There’s nothing as representative of capitalism as the financial services industry. There’s nothing as representative of communism as China. And when those forces meet whether to collaborate or collide—it can be fascinating to watch.
The most visible symbol of that dichotomy right now is the high-profile trial of former high-ranking politician Bo Xilai. It’s technically not directly related to financial services, though he was previously Minister of Commerce and the charges he’s facing have mostly to do with bribery and corruption. The more interesting connection is between free markets—a basic tenet of capitalism—and the stranglehold the Chinese government has on every aspect of business life.
In fact, Bo racked up an impressive economic record during his stints in public office. He aggressively pursued foreign investment by lowering income taxes and his efforts are credited with leading to a much higher GDP in his districts than the national rate. (It was also tagged as ‘red GDP,’ indicating heavy government subsidies.) None of this is likely to help in his trial, however—according to a U.S. State Department report, the conviction rate for criminal trials and their appeals reached 99.9% in 2010. The tight Communist party control over police, prosecution and the courts is apparently quite effective.
Stepping back a little, the broader financial picture is just as conflicted, and getting more so. As the Wall Street Journal pointed out recently, there was a time when it was much easier to track the economy. All China-watchers had to do was monitor the volume of loans issued by banks every month. Those days are certainly gone.
In the past few years, with serpentine maneuvering that would make Wall Street veterans envious, banking industry executives have employ increasingly complex tactics to spread the wealth around without public scrutiny. Along the way, in scenarios that mirror battles being fought by free-market counterparts, they’ve run headfirst into Chinese regulatory agencies.
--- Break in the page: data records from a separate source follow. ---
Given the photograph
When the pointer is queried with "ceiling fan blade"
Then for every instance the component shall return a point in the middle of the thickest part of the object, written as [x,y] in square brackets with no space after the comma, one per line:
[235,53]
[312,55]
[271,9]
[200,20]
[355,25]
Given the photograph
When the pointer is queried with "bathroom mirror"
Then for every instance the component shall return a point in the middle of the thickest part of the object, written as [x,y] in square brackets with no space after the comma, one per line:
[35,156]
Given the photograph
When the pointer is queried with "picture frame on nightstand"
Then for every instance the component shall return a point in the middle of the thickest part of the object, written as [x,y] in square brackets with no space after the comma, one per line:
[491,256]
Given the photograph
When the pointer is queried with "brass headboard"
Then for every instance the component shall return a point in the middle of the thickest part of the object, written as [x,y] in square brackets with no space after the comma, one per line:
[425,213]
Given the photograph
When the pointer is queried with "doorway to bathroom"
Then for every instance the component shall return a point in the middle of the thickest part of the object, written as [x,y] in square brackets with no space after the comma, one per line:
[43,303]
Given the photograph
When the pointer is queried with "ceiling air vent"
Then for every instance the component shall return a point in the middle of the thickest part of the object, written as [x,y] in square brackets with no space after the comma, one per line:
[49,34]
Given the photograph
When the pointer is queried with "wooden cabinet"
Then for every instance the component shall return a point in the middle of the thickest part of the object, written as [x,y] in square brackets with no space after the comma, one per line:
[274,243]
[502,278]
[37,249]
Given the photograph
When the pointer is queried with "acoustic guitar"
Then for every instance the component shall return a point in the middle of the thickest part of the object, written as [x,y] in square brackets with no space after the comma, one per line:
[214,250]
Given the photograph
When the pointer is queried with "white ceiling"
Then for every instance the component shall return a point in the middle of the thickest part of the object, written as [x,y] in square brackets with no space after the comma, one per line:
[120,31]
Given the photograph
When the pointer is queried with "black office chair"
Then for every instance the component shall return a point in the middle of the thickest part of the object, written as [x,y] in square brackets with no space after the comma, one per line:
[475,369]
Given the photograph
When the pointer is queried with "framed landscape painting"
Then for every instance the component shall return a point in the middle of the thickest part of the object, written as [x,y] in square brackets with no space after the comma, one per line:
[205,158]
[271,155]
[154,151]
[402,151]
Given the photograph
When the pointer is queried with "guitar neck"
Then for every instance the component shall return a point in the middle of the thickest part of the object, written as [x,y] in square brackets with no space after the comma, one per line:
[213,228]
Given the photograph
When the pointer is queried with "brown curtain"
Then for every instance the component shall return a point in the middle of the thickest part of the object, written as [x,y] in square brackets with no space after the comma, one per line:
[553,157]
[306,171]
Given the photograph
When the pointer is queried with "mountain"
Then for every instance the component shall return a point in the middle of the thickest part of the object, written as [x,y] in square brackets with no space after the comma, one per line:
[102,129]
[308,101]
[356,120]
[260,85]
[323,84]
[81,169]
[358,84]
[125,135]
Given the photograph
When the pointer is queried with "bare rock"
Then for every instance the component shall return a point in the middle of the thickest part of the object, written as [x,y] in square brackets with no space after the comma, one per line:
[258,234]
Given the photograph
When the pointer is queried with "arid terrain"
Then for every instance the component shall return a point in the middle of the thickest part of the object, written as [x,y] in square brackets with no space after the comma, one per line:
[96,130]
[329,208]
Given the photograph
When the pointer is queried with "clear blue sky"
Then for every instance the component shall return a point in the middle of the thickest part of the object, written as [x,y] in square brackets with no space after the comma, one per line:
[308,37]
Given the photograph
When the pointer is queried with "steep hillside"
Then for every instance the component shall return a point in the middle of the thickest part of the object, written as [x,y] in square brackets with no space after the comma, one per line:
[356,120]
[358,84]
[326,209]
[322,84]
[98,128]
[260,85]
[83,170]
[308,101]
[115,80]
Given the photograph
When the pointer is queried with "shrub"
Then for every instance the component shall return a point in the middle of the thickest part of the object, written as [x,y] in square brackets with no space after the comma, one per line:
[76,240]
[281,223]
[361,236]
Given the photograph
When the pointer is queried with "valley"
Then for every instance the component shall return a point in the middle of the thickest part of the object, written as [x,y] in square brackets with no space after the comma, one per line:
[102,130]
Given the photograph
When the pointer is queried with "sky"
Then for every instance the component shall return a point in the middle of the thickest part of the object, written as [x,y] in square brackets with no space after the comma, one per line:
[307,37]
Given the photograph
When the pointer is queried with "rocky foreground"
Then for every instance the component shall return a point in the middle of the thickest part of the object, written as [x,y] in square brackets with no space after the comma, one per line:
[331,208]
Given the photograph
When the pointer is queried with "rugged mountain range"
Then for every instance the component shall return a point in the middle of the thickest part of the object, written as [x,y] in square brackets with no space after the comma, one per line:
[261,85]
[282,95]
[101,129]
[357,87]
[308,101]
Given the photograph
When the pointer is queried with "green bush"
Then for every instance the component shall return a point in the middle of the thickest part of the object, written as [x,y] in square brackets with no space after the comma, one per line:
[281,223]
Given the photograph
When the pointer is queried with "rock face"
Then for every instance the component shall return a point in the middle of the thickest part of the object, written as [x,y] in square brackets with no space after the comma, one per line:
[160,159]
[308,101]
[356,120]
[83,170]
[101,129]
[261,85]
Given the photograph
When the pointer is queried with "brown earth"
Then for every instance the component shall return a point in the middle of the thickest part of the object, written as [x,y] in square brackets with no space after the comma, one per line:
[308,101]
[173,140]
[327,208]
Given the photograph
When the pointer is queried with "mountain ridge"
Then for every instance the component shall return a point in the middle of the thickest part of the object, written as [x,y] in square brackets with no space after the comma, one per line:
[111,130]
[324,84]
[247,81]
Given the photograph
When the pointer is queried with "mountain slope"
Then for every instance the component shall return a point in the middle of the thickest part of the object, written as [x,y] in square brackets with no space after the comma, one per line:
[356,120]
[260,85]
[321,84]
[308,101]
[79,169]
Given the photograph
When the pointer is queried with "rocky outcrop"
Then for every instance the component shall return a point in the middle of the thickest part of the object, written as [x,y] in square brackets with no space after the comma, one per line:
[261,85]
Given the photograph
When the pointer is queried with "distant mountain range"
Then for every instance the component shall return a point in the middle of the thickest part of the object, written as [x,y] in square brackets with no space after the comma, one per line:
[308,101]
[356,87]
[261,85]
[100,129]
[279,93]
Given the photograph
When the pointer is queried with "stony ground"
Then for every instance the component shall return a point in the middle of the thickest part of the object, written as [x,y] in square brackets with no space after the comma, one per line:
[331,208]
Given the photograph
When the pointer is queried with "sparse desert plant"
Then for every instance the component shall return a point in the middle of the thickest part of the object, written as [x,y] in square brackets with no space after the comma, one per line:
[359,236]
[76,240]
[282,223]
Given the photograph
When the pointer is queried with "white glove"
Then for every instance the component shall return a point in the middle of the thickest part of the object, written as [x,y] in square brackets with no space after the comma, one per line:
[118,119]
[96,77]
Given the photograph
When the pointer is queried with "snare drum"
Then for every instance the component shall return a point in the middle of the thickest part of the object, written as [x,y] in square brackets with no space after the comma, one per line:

As covered on this blog previously, the problems stem partly from the Chinese government’s decision to place stringent restrictions on loans to SMBs, which led to the rapid growth of a ‘shadow banking’ market. These trust companies and short-term financing arrangements naturally feature significantly higher interest rates than traditional modes of lending—a potential recipe for corruption and even violence. The more recent problems, however, go much deeper.
As these alternative financial models became increasingly common, larger banks got involved, in the process keeping their true credit records off the books. By 2011 the China Banking Regulatory Commission (CBRC) had cracked down, forcing banks to go back on the record about their true credit histories. So the banks switched gears, opting for wealth-management products involving bonds, index futures and so on. These were, as the name suggests, designed specifically for high-net-worth individuals. When the CRBC stepped in here as well, financial institutions deployed even more byzantine strategies to stay undercover, such as categorizing corporate loans as interbank loans.
It’s unclear just how much there is floating around out there precisely because it’s all in the shadows. But it’s important to stay abreast of this imbroglio because China is so important to the global economy right now, and so many Western banking institutions are looking for greater access to the market.
There are major potential downsides here—just this month, news leaked that Wall Street conglomerate JP Morgan Chase is being investigated by the U.S. Securities and Exchange Commission for hiring ‘princelings,’ the children of high-ranking Chinese government officials, to sweeten their bid for a share of the massive China market. It’s also by no means the only institution to face these challenges. Sure, outright bribery is expressly prohibited by the Foreign Corrupt Practices Act, but is favoritism of this kind illegal?
We don’t have all the answers yet, and it’s going to be a long time before we do. But some essential truths are inescapable: China is a huge business market, currently holds a great deal of U.S. debt, and will maintain a defiantly socialist posture while allowing (some) free-market policies. Somewhere inside that tangled web there is the potential for real reform and economic growth. Companies that can learn to walk that fine line will reap tremendous benefits.